Rafael NadalSkimming close the drama that took place in the Australia Open final 2012, which lasted nearly six hours, Nadal has avenged on Friday from that tough loss with a similar game, in which two contestants got the feeling of having the win or loss at various times. Finally the Spaniard decided mental strength amid the prevailing tired, after a fifth set that lasted an agonizing hour and 22 minutes.

The first two sets were similar sign but with the roles reversed: slight dominance of one of the two players that allows you to join the set. The first step gave Nadal, who went out insurance without dropping a single ball of ‘break’ in the original manga and adding 13 hit winners. A break of serve in the seventh game was enough to get ahead.

Within Carousel alternatives that characterized the party, Djokovic take the baton touched in the second set, but did not react until his opponent went to 3-2 and serve.

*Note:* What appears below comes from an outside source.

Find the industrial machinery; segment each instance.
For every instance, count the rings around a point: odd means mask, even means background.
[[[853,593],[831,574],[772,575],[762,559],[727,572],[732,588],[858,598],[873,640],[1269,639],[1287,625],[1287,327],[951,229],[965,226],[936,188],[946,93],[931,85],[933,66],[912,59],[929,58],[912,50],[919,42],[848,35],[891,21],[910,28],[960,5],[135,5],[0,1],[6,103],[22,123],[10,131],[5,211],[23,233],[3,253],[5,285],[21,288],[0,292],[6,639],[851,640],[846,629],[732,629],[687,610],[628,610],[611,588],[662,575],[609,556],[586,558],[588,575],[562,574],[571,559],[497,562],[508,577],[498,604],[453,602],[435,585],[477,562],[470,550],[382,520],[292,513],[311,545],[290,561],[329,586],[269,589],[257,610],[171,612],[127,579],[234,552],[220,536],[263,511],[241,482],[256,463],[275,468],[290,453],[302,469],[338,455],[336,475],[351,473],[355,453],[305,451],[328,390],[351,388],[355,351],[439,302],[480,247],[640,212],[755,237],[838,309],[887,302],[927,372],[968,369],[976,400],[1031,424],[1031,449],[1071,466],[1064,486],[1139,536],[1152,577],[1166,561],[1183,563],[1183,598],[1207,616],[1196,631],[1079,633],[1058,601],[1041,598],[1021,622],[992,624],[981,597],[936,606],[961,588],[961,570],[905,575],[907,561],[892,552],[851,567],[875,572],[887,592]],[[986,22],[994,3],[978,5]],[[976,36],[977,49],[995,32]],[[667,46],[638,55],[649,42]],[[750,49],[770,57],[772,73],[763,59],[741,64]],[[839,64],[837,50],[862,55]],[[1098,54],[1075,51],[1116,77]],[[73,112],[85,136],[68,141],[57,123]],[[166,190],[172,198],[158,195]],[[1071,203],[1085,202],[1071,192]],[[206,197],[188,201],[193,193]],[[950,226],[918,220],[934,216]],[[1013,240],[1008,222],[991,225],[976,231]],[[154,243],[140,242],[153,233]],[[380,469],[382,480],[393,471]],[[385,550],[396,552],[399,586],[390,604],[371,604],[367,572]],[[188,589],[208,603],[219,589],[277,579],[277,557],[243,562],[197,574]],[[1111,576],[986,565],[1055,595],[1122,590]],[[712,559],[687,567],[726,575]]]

It was the turning point pursuing the Balkan, who chained his best run of play the game, stringing four sets to balance the scales.

NADAL THE MENTAL STRENGTH DECIDED IN THE MIDDLE OF FATIGUE

The more ‘plugged’ seemed, came the blackout world number one, whose mind was far from Paris in the third set. Nadal, who never dropped a millimeter concentration, did not miss the opportunity to pound his opponent in the shortest part of the game, only 38 minutes to be at the final step. But there was still much work ahead.

Djokovic, who amassed a whopping 75 unforced errors in the match, he contracted Spanish mental strength to hold on to the semifinals in the fourth set. 4-3 and take first. 6-5 and remove later. The advantages that Nadal could not confirm to reach the final without going through the ordeal of the fifth set. Reinforced, ‘Nole’ comfortably prevailed in the tiebreak.

In this short sleeve, was the Spanish who Barrunto the second defeat of his career at Roland Garros, after the loss to Robin Soderling in 2009. The Serbian scored a ‘break’ in the opening game and held out to 4-3 and remove. At that time, when a festival of tennis flowed from both ends of the court, Nadal broke his opponent’s service and ordered the party to an agonizing end without the loophole tiebreak.

Rare is that Nadal is a party escaped when the mind is stronger than the legs. From 4-4, the final battle lasted eight games until tournament seven times the coup with a game to rest and blank. Djokovic fell again in Paris and returned to succeed Nadal, who reached the ninth consecutive final since returning from injury, leaving his historic 58-1 mark at Roland Garros.